La centralità dell’ascolto e del rispetto
Secondo Zollo, uno dei problemi fondamentali è la carenza di strumenti di ascolto nelle aziende italiane. Le analisi di clima organizzativo, che altrove sono una prassi consolidata, in Italia sono ancora troppo rare. C'è quasi una “paura”, come se portare alla luce le criticità potesse mettere in discussione lo status quo. Eppure, ascoltare i dipendenti è il primo passo per comprendere e migliorare.
Ma non basta. L’insoddisfazione lavorativa è legata a cinque fattori chiave: rispetto, equilibrio tra vita privata e lavoro, sicurezza psicologica, coerenza della leadership e retribuzioni adeguate.

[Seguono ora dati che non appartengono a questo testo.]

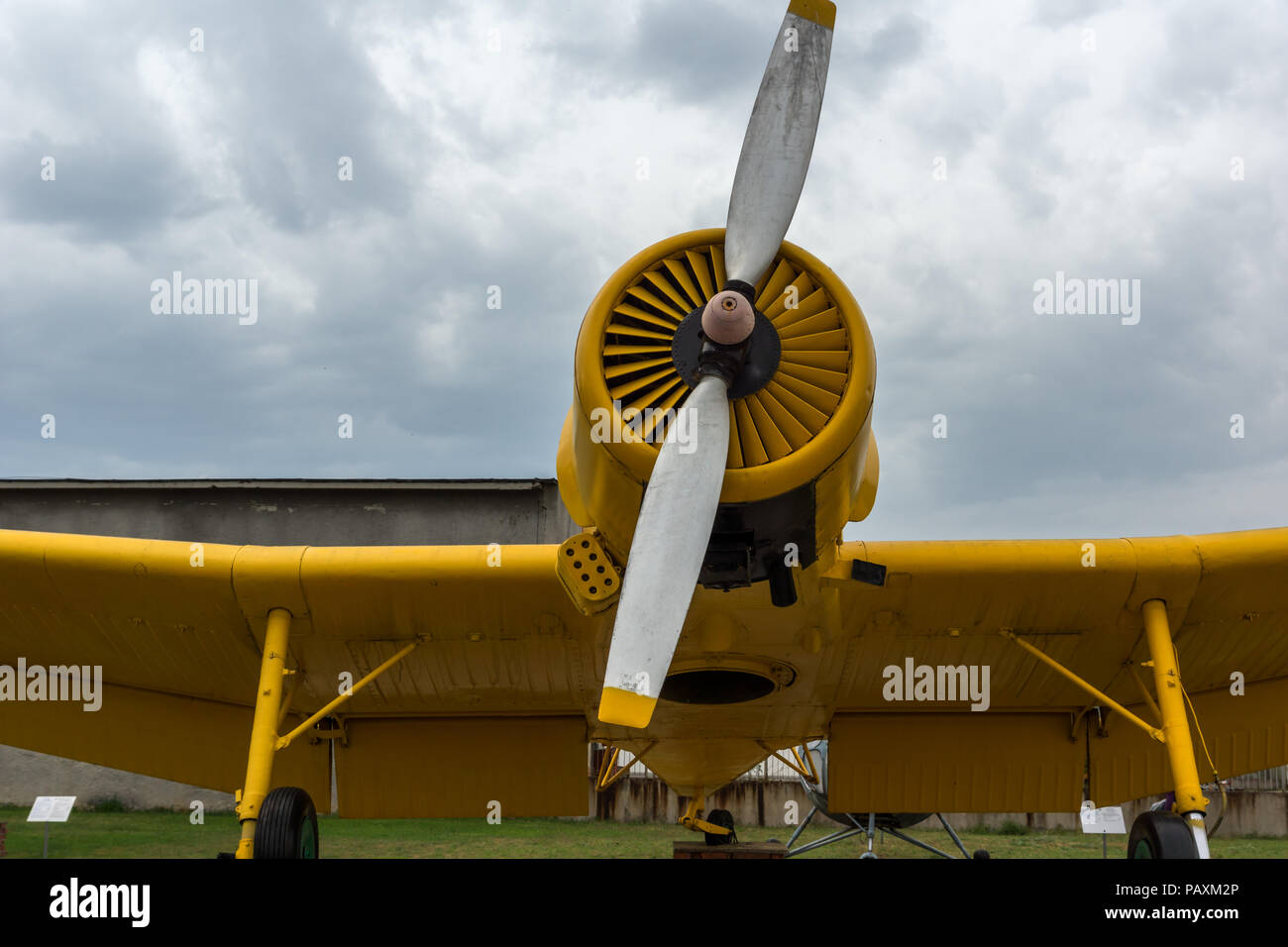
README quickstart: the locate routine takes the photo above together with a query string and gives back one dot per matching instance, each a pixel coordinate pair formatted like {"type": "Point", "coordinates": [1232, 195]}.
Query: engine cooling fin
{"type": "Point", "coordinates": [765, 425]}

Mentre i Paesi nordici eccellono in questi aspetti, l’Italia arranca, anche per via di uno stile di leadership che non ha saputo evolversi. Il modello “comando e controllo”, dominante per decenni, non funziona più, soprattutto con le nuove generazioni, che spesso scelgono di emigrare.

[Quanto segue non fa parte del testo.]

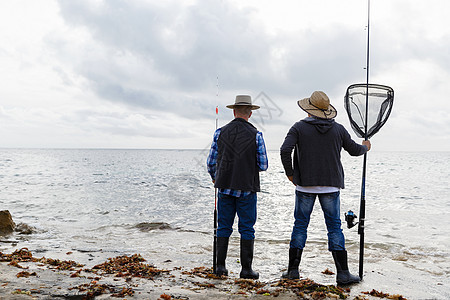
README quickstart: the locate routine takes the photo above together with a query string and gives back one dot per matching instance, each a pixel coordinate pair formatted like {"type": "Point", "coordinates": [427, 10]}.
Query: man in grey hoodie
{"type": "Point", "coordinates": [317, 172]}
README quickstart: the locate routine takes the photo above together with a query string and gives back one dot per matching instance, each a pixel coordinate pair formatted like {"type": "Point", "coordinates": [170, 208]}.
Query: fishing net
{"type": "Point", "coordinates": [379, 106]}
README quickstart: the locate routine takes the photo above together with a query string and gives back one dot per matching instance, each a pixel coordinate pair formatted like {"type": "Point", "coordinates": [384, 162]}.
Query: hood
{"type": "Point", "coordinates": [322, 125]}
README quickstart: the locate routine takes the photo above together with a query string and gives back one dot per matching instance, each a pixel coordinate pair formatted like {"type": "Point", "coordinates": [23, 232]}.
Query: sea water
{"type": "Point", "coordinates": [96, 204]}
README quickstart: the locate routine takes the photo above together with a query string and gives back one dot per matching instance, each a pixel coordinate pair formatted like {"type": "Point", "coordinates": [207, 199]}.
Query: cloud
{"type": "Point", "coordinates": [154, 65]}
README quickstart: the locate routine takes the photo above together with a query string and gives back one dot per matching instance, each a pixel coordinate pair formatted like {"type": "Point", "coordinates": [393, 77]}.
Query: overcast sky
{"type": "Point", "coordinates": [148, 74]}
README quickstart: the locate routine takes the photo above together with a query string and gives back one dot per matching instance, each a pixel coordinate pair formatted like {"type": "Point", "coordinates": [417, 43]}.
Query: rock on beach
{"type": "Point", "coordinates": [7, 224]}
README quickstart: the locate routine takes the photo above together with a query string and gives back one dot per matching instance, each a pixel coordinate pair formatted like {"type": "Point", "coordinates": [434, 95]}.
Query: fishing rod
{"type": "Point", "coordinates": [357, 106]}
{"type": "Point", "coordinates": [215, 195]}
{"type": "Point", "coordinates": [362, 208]}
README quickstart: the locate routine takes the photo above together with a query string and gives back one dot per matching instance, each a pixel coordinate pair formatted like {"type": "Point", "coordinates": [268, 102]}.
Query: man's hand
{"type": "Point", "coordinates": [291, 178]}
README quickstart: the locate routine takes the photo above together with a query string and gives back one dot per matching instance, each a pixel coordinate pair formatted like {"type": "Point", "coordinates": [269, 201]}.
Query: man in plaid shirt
{"type": "Point", "coordinates": [237, 155]}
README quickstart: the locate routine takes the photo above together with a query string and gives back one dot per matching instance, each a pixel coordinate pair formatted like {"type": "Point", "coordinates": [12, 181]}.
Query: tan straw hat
{"type": "Point", "coordinates": [318, 105]}
{"type": "Point", "coordinates": [243, 100]}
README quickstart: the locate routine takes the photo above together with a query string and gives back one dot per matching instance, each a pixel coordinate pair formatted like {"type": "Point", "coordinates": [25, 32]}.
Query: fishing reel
{"type": "Point", "coordinates": [350, 219]}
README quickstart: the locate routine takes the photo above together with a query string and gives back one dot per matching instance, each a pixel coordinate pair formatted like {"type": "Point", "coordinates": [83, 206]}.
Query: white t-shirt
{"type": "Point", "coordinates": [317, 189]}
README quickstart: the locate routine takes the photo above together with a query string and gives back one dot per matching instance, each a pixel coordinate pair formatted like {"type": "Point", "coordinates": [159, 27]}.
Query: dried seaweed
{"type": "Point", "coordinates": [315, 290]}
{"type": "Point", "coordinates": [128, 266]}
{"type": "Point", "coordinates": [378, 294]}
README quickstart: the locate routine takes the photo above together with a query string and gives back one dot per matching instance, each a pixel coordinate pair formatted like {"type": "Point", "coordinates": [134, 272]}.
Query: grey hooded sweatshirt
{"type": "Point", "coordinates": [317, 145]}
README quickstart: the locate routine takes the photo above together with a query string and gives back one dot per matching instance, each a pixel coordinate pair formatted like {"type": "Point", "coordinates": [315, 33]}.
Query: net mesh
{"type": "Point", "coordinates": [379, 106]}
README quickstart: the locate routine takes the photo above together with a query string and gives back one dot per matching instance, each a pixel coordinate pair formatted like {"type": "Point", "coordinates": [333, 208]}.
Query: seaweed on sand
{"type": "Point", "coordinates": [309, 287]}
{"type": "Point", "coordinates": [128, 266]}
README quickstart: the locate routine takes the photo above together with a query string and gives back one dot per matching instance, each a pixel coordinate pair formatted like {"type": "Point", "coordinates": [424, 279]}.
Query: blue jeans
{"type": "Point", "coordinates": [330, 203]}
{"type": "Point", "coordinates": [245, 207]}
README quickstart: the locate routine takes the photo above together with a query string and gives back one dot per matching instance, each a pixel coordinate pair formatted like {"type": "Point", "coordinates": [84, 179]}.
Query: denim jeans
{"type": "Point", "coordinates": [245, 207]}
{"type": "Point", "coordinates": [330, 203]}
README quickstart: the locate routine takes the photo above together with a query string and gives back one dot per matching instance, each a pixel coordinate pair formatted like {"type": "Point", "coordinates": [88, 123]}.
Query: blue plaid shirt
{"type": "Point", "coordinates": [261, 159]}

È solo un problema di capi?
È qui che si apre una riflessione più ampia. Davvero il problema è solo dei manager? O c'è anche una responsabilità collettiva, che coinvolge dipendenti, istituzioni e cultura sociale? La percezione negativa delle aziende italiane è spesso amplificata dai social, che tendono a dipingere un panorama uniforme, come se tutte le imprese fossero identiche. Tuttavia, questa generalizzazione è ingannevole. Esistono realtà virtuose anche in Italia, ma faticano a emergere in un contesto in cui le critiche prevalgono sulle buone pratiche.
Cambiare è possibile
Per migliorare la situazione, l’Italia deve intraprendere due strade. La prima è un cambio di mentalità: ascoltare di più i dipendenti, investire nel loro benessere e costruire una cultura aziendale inclusiva. La seconda è una revisione dello stile di leadership, che deve puntare sulla fiducia e sulla valorizzazione delle persone, abbandonando modelli autoritari ormai obsoleti.
Forse è il momento di smettere di vedere il mondo del lavoro italiano come un caso a parte e iniziare a guardare al cambiamento come una responsabilità condivisa. Solo così si potrà risalire la classifica della soddisfazione lavorativa, dimostrando che anche in Italia è possibile costruire luoghi di lavoro eccellenti.